25. Berbeda

76 15 10
                                    

"Mi, emang lo nggak apa-apa tidur di sini?"

Eksa menoleh ke arah Bemi yang sibuk memainkan ponsel di sampingnya. Berbaring dengan mendekap boneka larva kuning ukuran sedang. Netranya fokus pada benda pipih yang layarnya menyala menampilkan timeline Instagram.

"Nggak boleh? Nggak seneng gue nginep kos?" sahut Bemi tanpa menoleh.

Buru-buru Eksa menggeleng. Dia sama sekali tidak keberatan. Justru sebaliknya, dia senang bukan main. Dia jadi tidak kesepian. Ada teman untuk diajak ngobrol atau melakukan hal lain. Sesuatu yang Eksa khawatirkan adalah tiga orang yang ikut serta. Mereka dibiarkan bertiga menginap di hotel. Sedangkan Bemi kabur ke sini.

"Itu Cika gimana? Ditinggal sendirian sama dua cowok."

"Gimana apanya? Ya, nggak gimana-gimana, Sa. Udah gede juga."

Eksa mendengkus. Sebelah tangannya terangkat untuk menepuk pelan lengan Bemi. "Heh, dia cewek!"

"Emangnya sejak kapan adek gue berubah jadi cowok? Dih, santai aja! Nggak bakal ada aneh-aneh. Kalaupun iya, gue bogem dua orang yang lain."

Eksa bergidik.
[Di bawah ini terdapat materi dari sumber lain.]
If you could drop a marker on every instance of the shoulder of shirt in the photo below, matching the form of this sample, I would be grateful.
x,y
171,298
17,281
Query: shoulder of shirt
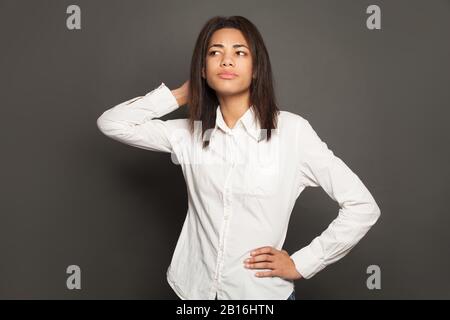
x,y
287,117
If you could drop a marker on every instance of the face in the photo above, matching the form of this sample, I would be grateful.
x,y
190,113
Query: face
x,y
228,52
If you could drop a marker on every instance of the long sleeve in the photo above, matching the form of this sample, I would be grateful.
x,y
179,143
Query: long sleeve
x,y
358,209
132,122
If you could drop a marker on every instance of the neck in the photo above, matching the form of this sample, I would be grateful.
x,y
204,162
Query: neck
x,y
233,107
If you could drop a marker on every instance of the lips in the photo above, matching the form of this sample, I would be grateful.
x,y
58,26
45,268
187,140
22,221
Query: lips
x,y
227,75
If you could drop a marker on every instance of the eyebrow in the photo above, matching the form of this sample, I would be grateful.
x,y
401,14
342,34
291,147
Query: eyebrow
x,y
221,45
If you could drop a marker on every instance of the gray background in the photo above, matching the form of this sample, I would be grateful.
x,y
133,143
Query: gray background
x,y
69,195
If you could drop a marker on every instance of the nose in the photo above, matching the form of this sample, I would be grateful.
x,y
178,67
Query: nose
x,y
227,61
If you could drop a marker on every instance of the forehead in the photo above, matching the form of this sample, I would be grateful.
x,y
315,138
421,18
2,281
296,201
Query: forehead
x,y
228,36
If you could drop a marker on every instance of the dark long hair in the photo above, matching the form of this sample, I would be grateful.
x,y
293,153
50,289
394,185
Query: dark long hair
x,y
202,99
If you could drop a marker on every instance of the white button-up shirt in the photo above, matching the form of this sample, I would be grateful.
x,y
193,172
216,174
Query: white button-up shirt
x,y
241,191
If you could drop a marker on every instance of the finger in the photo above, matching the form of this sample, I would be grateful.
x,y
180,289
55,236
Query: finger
x,y
262,274
260,257
261,250
260,265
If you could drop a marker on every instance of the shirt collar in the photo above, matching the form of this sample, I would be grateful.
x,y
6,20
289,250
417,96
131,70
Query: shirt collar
x,y
248,120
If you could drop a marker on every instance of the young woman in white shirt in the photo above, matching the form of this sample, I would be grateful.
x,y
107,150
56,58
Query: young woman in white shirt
x,y
245,163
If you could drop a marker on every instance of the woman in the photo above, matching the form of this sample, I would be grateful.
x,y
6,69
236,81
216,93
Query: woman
x,y
245,163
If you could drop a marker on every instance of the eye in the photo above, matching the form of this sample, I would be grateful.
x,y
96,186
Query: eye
x,y
212,53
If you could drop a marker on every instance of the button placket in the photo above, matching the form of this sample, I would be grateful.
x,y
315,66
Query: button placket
x,y
227,212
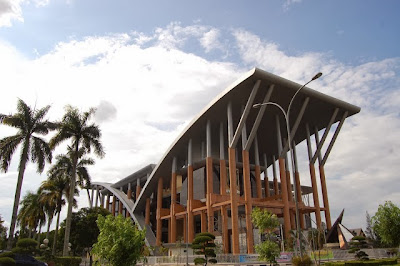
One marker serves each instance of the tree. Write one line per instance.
(120, 242)
(32, 213)
(75, 126)
(84, 229)
(29, 124)
(203, 244)
(3, 233)
(268, 251)
(356, 244)
(266, 222)
(386, 223)
(59, 177)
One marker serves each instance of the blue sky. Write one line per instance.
(120, 55)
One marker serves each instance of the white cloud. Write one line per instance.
(11, 10)
(156, 88)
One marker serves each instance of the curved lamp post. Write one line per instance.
(286, 115)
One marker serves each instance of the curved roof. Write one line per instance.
(317, 114)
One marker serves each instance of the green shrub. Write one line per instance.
(7, 261)
(67, 261)
(26, 246)
(301, 261)
(7, 254)
(63, 261)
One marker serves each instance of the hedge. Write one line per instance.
(7, 261)
(391, 261)
(64, 261)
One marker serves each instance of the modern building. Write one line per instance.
(232, 158)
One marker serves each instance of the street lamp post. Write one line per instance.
(286, 115)
(187, 236)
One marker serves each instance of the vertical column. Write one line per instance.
(189, 205)
(290, 193)
(266, 179)
(247, 194)
(120, 206)
(323, 184)
(203, 221)
(313, 181)
(257, 169)
(97, 196)
(108, 202)
(138, 188)
(173, 202)
(276, 187)
(158, 212)
(210, 180)
(147, 212)
(113, 205)
(222, 172)
(286, 213)
(129, 195)
(233, 189)
(298, 185)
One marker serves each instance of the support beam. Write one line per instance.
(276, 187)
(189, 206)
(293, 130)
(173, 202)
(210, 180)
(120, 206)
(313, 181)
(245, 114)
(321, 143)
(248, 200)
(222, 177)
(257, 170)
(328, 150)
(147, 212)
(259, 117)
(158, 212)
(266, 179)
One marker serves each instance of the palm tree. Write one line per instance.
(58, 181)
(75, 126)
(31, 213)
(29, 124)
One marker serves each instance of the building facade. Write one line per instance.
(232, 158)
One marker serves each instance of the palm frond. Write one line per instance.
(8, 146)
(41, 152)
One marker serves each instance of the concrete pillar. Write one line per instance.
(233, 189)
(138, 188)
(158, 212)
(323, 184)
(108, 202)
(313, 180)
(284, 190)
(173, 202)
(203, 220)
(189, 207)
(248, 204)
(113, 205)
(276, 187)
(257, 171)
(222, 172)
(147, 212)
(266, 179)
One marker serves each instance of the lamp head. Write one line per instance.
(317, 76)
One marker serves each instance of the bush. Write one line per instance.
(392, 261)
(7, 254)
(63, 261)
(26, 246)
(301, 261)
(7, 261)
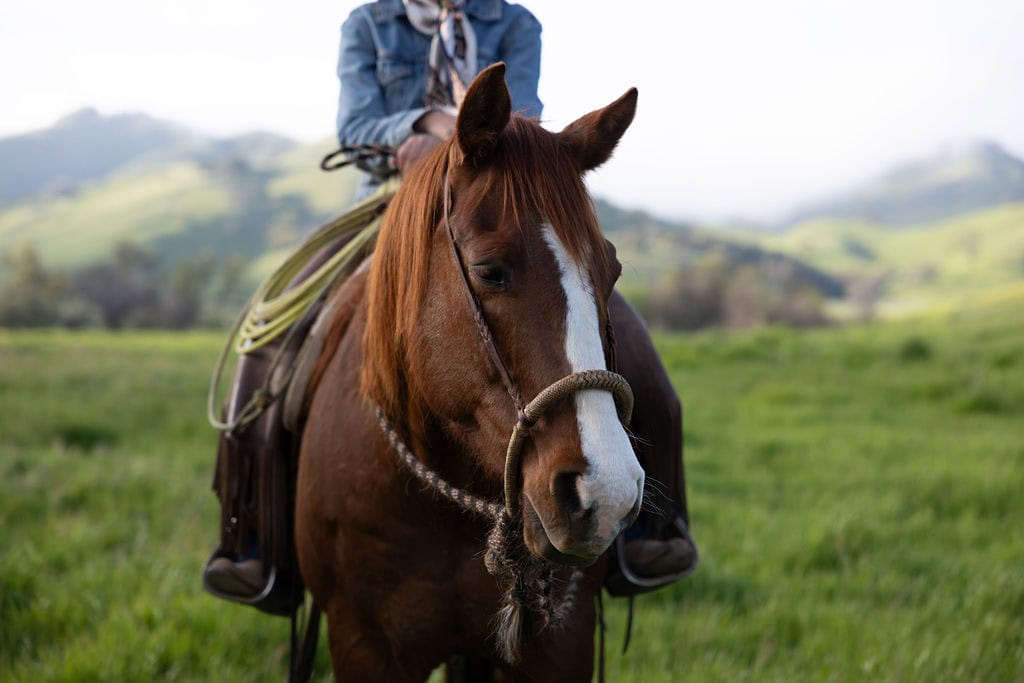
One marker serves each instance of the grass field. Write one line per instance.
(857, 493)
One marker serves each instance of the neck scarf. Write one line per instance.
(453, 50)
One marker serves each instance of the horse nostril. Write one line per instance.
(563, 487)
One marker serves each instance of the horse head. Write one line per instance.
(526, 241)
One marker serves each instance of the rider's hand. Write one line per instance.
(413, 150)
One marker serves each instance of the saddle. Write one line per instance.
(279, 338)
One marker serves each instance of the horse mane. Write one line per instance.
(531, 170)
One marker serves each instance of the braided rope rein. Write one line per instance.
(529, 582)
(530, 585)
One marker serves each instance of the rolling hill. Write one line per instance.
(956, 180)
(177, 195)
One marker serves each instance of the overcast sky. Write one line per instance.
(747, 108)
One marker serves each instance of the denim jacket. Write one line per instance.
(383, 66)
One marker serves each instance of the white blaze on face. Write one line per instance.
(614, 478)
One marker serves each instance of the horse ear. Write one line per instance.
(593, 136)
(484, 113)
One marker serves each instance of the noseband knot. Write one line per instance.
(600, 380)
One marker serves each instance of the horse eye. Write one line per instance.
(493, 274)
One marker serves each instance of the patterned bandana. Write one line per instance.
(453, 50)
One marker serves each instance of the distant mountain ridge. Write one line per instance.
(87, 146)
(956, 180)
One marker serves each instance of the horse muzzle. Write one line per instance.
(571, 540)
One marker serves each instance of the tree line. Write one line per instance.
(130, 289)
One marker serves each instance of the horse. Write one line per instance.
(419, 535)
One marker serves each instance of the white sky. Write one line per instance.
(747, 107)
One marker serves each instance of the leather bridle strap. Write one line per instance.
(601, 380)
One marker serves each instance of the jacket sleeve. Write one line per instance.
(520, 50)
(363, 118)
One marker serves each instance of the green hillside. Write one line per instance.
(223, 205)
(956, 262)
(956, 180)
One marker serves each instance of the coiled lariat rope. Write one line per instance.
(274, 308)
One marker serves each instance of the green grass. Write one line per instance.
(856, 494)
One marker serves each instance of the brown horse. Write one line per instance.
(399, 569)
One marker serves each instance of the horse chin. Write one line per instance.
(539, 543)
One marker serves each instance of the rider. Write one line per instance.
(402, 66)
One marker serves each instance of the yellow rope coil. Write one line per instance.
(273, 308)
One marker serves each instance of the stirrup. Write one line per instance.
(276, 597)
(623, 582)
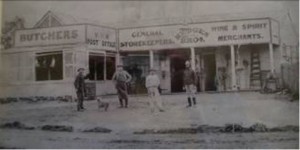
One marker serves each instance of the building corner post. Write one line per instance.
(233, 72)
(193, 64)
(151, 58)
(271, 51)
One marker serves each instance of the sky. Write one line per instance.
(117, 11)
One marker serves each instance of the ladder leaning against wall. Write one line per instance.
(255, 74)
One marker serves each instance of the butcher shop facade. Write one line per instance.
(227, 55)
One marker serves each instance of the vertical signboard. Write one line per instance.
(101, 38)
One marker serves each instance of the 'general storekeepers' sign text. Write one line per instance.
(196, 35)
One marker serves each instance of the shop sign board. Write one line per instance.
(196, 35)
(101, 38)
(50, 36)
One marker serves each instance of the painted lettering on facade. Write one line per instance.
(50, 36)
(101, 38)
(196, 35)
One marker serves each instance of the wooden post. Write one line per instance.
(233, 73)
(193, 64)
(151, 58)
(272, 68)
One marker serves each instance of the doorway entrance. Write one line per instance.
(177, 66)
(209, 62)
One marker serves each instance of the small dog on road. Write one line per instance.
(101, 104)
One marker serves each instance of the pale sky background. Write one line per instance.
(117, 11)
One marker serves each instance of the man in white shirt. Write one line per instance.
(121, 78)
(152, 84)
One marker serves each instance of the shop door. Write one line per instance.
(138, 68)
(177, 69)
(210, 69)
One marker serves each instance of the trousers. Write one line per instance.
(190, 90)
(154, 99)
(80, 97)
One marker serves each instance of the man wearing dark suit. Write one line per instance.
(80, 88)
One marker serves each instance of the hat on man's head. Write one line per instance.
(152, 69)
(187, 62)
(80, 69)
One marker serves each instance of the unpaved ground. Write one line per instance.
(245, 108)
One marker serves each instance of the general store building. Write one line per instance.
(44, 59)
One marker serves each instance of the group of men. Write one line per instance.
(121, 78)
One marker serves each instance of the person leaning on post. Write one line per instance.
(80, 88)
(121, 78)
(190, 80)
(152, 84)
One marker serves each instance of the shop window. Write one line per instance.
(110, 67)
(96, 67)
(49, 66)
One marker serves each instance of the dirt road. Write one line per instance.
(212, 109)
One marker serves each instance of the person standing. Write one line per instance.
(80, 88)
(121, 78)
(202, 79)
(189, 79)
(152, 84)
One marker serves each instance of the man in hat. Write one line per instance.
(80, 88)
(152, 84)
(121, 78)
(189, 79)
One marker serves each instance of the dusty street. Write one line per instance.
(245, 108)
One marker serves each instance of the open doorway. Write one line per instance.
(177, 62)
(209, 62)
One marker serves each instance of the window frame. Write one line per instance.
(105, 55)
(44, 53)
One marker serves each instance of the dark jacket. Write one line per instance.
(189, 77)
(79, 83)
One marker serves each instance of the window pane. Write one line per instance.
(100, 68)
(96, 67)
(49, 66)
(110, 67)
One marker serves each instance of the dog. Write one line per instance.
(101, 104)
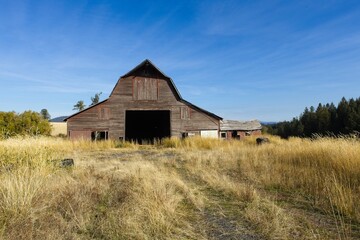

Membayangkan sosok jangkung bernama Mika beserta seorang pemuda lain berambut blonde dihajar oleh Bemi. Meskipun perempuan, tetapi sahabatnya itu pemegang sabuk hitam taekwondo. Jadi, ya, bisa dibayangkan bagaimana kekuatannya untuk memukul orang. Namun, setelah Eksa pikir-pikir, sepertinya tidak akan terjadi hal yang buruk. Dia kenal Mika lumayan lama. Pun dengan sosok manis yang mengaku bernama Naja, Eksa kira bukan seorang yang jahat. Mengingat dia mengekori Bemi seperti kakaknya sendiri.

"Itu kenapa Cika bisa ikut, deh? Terus juga cowok namanya Naja tadi."

"Tauk!" Bemi mengedikkan bahu. "Udah nggak usah bahas mereka. Nanti mood gue jadi ambyar."

"Emang kenapa?"

"'Kan, udah dibilang jangan nanya!" protes Bemi.

"Oke, gue diam!" Eksa mengangguk sambil menempelkan jari telunjuk kanan pada bibir. Sebagai isyarat jika dia akan diam dan tidak bertanya lebih jauh.

Mengerjap pelan, Eksa meraih ponsel yang tergeletak di sampingnya berbaring. Rasa kecewa seketika menyusup saat layar ponsel menyala. Tidak ada notifikasi satu pun dari sosok yang dia rindukan. Padahal dia menunggu kabarnya sejak kemarin. Apakah laki-laki itu baik-baik saja? Apakah sudah akan pulang atau masih liburan di sana? Banyak sekali pertanyaan yang menyesaki kepala, tetapi tidak terjawab karena Eksa tidak tahu harus bertanya pada siapa.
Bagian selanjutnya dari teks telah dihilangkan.